Na, welche Nein-Strategie funktioniert für Sie am besten? Probieren Sie einmal ein paar aus. Und schreiben Sie mir gerne!

... Weiterlesen >>

Ankerübung – Moment of Excellence

Es gibt Momente, in denen wir uns besonders klar, stark, sortiert und energievoll fühlen. Diese lassen sich für eine effektive und jederzeit abrufbare Technik des Selbstmanagements nutzen, den „Moment of Excellence“ oder die „Ankerübung“. In Momenten, in denen Sie sich gestresst, unklar, schlapp oder sonstwie nicht gut fühlen, in einer Konfliktsituation oder wenn Sie etwas vortragen müssen oder ähnliches, können Sie diese einfache, aber wirksame Mentaltechnik aus dem Neurolinguistischen Programmieren (NLP) einsetzen. Viele Spitzensportler nützen sie vor Wettkämpfen, auch Sie können sich damit in einen Zustand der Klarheit, Lösungsorientiertheit, Stärke bringen. Und das geht so:

 

Finden Sie einen „Moment of Excellence“

Suchen Sie sich einen Ort, an dem Sie ungestört 20-30 Minuten für sich alleine verbringen können. Nehmen Sie eine bequeme Sitzhaltung ein. Wenn Sie mögen, schließen Sie die Augen. Und erinnern Sie sich an drei Lebenssituationen, in denen Sie sich besonders stark, klar, kraftvoll gefühlt haben, in denen Sie vollen Zugang zu Ihren Stärken und Fähigkeiten hatten und dies spüren konnten. Das mag eine Bergtour sein, eine gut gelöste schwierige Aufgabe, ein erfolgreiches Vorstellungsgespräch, nur als Beispiele. Vergegenwärtigen Sie sich diese drei schönen Situationen – und suchen Sie spontan die eine davon aus, in der Sie sich am allerbesten, am allerstärksten, am allerklarsten gefühlt haben.

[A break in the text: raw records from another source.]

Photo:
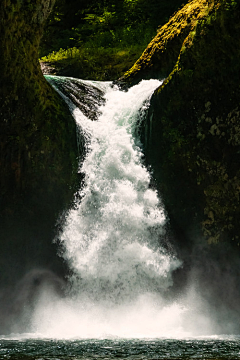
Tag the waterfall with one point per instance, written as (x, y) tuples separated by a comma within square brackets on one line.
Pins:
[(112, 237)]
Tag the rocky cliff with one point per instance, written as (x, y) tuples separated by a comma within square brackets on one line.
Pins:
[(192, 135), (38, 150)]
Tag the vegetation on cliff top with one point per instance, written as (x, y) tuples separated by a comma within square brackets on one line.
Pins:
[(192, 132), (101, 40)]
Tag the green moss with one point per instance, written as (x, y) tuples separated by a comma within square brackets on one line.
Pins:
[(193, 145)]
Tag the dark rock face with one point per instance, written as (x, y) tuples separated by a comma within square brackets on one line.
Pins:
[(191, 140), (38, 147), (191, 136)]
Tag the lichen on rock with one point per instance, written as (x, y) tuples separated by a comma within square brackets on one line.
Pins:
[(191, 138)]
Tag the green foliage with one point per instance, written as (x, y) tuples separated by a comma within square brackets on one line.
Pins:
[(95, 33)]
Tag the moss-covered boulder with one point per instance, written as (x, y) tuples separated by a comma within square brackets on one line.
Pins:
[(38, 150), (192, 136)]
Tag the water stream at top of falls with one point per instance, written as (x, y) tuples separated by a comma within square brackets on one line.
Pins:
[(111, 239)]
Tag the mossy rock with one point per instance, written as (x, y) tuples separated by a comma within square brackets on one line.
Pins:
[(191, 138)]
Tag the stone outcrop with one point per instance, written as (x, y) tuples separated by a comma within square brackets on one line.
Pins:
[(38, 148), (191, 138)]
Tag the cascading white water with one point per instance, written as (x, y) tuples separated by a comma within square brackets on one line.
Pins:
[(112, 238)]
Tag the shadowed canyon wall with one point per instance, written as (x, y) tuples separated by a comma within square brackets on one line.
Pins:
[(38, 150), (191, 139)]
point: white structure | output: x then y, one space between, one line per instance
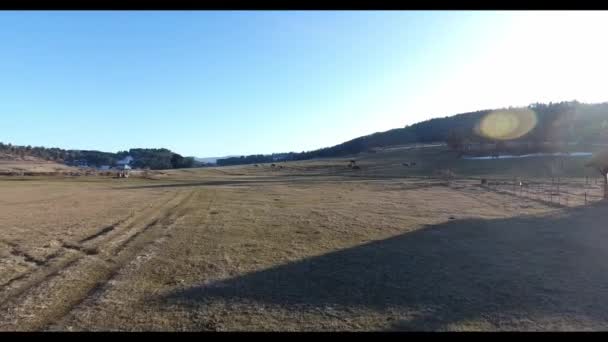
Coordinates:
125 161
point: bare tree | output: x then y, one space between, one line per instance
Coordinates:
599 162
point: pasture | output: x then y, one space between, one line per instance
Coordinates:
313 245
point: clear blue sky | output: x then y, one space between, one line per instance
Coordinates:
238 82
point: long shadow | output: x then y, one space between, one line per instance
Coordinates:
496 270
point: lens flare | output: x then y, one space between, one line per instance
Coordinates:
507 124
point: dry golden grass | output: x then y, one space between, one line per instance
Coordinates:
312 246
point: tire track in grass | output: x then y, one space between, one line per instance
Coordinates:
51 293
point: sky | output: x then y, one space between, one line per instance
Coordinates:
213 83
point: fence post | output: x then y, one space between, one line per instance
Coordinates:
585 197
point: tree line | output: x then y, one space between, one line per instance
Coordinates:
151 158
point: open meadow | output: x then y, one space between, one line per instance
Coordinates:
308 245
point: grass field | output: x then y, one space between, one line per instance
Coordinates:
313 245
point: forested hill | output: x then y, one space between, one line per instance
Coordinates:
556 122
153 158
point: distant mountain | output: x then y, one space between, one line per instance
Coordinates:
555 122
212 160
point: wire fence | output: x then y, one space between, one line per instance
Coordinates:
567 192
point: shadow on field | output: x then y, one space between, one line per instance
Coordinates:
456 271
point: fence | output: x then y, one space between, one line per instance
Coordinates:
557 191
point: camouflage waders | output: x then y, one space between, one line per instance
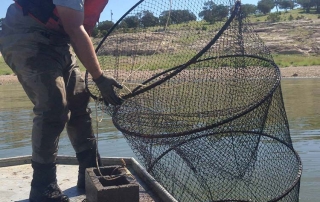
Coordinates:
48 72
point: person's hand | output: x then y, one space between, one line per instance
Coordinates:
105 85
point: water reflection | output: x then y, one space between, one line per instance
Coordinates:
301 98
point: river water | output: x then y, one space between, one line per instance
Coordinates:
302 103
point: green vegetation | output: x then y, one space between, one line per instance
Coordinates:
296 60
295 14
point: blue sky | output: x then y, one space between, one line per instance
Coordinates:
118 7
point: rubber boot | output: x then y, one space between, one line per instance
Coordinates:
86 159
44 187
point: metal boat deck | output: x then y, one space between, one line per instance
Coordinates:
16 175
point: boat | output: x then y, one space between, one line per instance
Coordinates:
16 176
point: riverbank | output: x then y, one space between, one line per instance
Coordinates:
286 72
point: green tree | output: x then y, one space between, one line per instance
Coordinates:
248 9
148 19
265 6
132 21
212 12
286 4
176 17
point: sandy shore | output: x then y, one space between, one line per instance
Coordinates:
287 72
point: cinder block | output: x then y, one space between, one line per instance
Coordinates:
115 185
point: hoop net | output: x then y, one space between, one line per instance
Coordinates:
203 107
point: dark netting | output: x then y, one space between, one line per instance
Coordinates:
203 107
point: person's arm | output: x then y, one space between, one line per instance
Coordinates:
72 21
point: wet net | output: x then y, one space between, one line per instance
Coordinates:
203 107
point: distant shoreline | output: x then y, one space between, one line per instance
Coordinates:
286 72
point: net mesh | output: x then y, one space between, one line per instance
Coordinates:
203 107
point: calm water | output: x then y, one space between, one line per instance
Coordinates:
301 98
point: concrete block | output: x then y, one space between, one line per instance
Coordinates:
115 185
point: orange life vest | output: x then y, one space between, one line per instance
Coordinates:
45 12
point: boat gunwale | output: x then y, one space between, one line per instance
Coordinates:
155 186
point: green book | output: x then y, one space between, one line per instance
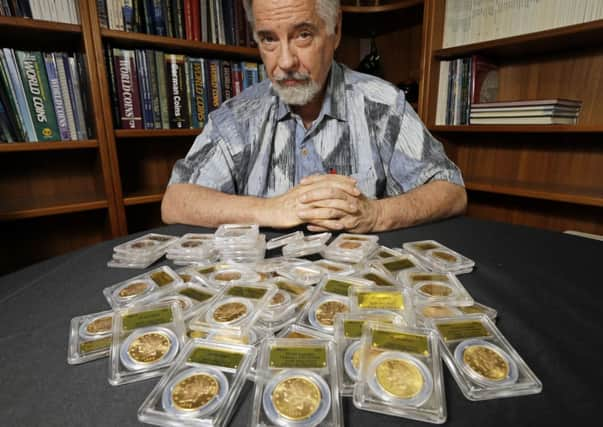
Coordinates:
38 95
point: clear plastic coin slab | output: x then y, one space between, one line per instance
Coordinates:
90 337
400 373
201 387
439 257
348 330
146 340
297 384
237 308
142 288
434 288
481 360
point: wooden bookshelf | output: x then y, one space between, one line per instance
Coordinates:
536 175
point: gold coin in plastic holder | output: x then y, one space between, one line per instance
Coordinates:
400 377
434 289
296 397
195 392
322 313
148 347
486 363
230 311
133 289
96 327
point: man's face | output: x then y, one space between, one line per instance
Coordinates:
295 47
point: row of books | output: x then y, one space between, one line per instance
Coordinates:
157 90
42 96
527 112
472 21
210 21
463 82
50 10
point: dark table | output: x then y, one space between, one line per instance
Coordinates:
546 286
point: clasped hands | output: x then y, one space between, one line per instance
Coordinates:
326 203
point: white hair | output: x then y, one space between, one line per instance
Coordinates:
326 9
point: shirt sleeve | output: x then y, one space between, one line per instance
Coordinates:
208 163
417 157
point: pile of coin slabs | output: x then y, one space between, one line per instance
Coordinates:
201 387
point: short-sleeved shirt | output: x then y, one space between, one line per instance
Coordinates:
255 145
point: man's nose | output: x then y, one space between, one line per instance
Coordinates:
287 60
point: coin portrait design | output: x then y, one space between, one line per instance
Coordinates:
229 311
100 325
486 362
150 347
296 398
325 312
195 391
399 378
133 289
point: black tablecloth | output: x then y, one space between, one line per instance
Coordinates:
546 287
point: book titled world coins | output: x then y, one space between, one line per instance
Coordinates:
201 387
348 331
436 288
237 308
380 299
481 360
400 373
146 340
299 384
142 288
438 257
90 337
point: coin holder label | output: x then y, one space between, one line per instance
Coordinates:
484 364
298 357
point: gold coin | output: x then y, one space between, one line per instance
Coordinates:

Versuchen Sie, diese Situation mit allen Sinnen nachzuerleben, in sie in allen Einzelheiten nochmals einzutauchen: Was sehen Sie? Was hören Sie? Was riechen, was fühlen Sie? Wie ist Ihre Körperhaltung? Wie fühlt sich Ihr Atem an?

Zoomen Sie sich quasi in den „Moment of Excellence“ hinein, in ganz groß, ganz bunt, kosten Sie ihn ganz intensiv aus, in vollen Zügen. Geben Sie diesem Moment ein kurzes Kennwort, eine Überschrift – und setzen Sie anschließend einen so genannten Separator: Öffnen Sie die Augen, trinken Sie ein Glas Wasser, gehen Sie ein paar Schritte oder ähnliches, kommen Sie wieder im Hier und Jetzt an.

 

Setzen Sie einen Anker

Unsere äußere Haltung, unsere Gestik und Mimik spiegelt immer unser inneres Erleben wieder. Äußere Reize lösen aber auch umgekehrt innere Zustände aus. Und das können Sie jetzt bewusst nutzen: Begeben Sie sich wieder in eine bequeme Haltung, schließen Sie, wenn Sie mögen, wieder die Augen – und rufen Sie sich über Ihr Kennwort Ihre Erfolgssituation wieder auf. Tauchen Sie mit allen Sinnen in den Moment ein, fühlen Sie die Kraft und Freude und Klarheit aus dieser „Alles läuft!“-Situation!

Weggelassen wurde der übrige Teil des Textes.